Sunday, January 22, 2012

The Path to Fiscal Sanity - Stop Spending What We Don't Have!

The Greeks, the Italians and the Spanish don’t need to be told that.  They’re already paying a price for their profligate ways.  The cost for these countries to borrow more money is rising to high-risk levels (Greece is already there).  Because their economies are on the Euro, meaning they can’t simply print more currency on their own, there is a real possibility that they won’t be able to pay their debts.  In effect, they’ll be bankrupt.  Thus, lenders are demanding higher interest rates for loans which, in turn, makes repaying them more difficult.  

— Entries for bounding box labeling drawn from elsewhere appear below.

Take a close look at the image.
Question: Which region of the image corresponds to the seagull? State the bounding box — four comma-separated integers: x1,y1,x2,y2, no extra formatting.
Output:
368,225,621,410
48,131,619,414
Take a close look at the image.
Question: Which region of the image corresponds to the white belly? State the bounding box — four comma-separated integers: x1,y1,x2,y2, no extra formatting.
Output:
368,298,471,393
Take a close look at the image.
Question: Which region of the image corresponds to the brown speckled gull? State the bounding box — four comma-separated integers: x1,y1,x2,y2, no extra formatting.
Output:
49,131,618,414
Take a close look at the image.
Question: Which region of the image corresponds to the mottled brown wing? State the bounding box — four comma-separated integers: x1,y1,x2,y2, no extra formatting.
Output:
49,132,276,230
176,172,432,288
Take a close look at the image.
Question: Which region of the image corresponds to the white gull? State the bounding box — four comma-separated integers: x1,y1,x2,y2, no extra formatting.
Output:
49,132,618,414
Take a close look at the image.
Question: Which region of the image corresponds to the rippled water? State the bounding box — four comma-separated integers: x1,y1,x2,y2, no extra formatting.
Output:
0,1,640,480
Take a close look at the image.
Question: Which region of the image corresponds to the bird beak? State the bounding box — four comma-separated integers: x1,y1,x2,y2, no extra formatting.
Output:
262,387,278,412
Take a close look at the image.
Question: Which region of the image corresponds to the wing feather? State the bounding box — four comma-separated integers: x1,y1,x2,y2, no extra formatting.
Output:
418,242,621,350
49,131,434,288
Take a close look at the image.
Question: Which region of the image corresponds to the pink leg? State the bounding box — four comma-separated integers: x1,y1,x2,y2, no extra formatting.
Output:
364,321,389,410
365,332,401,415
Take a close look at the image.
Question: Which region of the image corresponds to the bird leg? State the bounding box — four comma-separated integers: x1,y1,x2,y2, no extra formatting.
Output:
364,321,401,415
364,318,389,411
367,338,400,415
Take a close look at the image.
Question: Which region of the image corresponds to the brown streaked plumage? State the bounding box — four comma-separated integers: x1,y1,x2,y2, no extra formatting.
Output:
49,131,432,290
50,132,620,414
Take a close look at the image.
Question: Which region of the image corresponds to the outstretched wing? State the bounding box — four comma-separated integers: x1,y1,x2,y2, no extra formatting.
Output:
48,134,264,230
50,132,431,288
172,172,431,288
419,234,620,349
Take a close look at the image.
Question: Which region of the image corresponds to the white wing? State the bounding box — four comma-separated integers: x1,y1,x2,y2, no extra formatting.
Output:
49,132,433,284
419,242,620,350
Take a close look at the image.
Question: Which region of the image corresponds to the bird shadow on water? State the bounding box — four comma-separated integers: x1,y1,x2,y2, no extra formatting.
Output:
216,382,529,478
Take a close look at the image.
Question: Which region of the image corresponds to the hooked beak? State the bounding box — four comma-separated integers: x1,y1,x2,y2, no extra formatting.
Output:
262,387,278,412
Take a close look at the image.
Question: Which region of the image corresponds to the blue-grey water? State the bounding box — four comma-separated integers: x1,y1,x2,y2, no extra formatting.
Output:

Nonetheless, these examples give little pause to President Obama and his congressional allies.  Demands for greater spending still mark the administration’s fiscal policies despite public relations claims to the contrary.
Note the recent brouhaha over Congress’s “super budget” committee.  It floundered on the shoals of budget-cutting because Democrats refused to sanction significant reductions in government expenditures.  So our nation’s debt continues to mount. 
Are they so smug (or unconcerned?) to think that European examples of spending more than one takes in can’t lead to financial catastrophe here? 
A respected measurement to assess a nation’s financial health is to calculate debt as a percentage of the country’s gross domestic product  (GDP).  Last year Greece was at 166%.  Portugal and Ireland, other troubled economies, were 106% and 109% respectively.  The U.S.?  102%!
During the entire Twentieth Century, the GDP percentage in the U.S. exceeded 100% only during World War II (120% plus).  At the end of World War I, it was about 25%.  During the Vietnam War era, it was well under 50% and in 2001 the GDP ratio was only 56%.
Sure, the U.S. is not Europe.  We are attracting lenders willing to accept low interest rates because of our perceived national strength relative to others.  And we can always print more dollars to pay our bills (hyper-inflation, anyone?).
Does arrogance prevent some from recognizing that inevitably we, too, will pay a steep price for our profligate ways? 
An anonymous pundit overcome with common sense once remarked “to stop making the hole deeper, stop digging”.
Stop spending what we don’t have!
But today’s liberal is likely to respond “Don’t worry, we’re looking for the money tree”.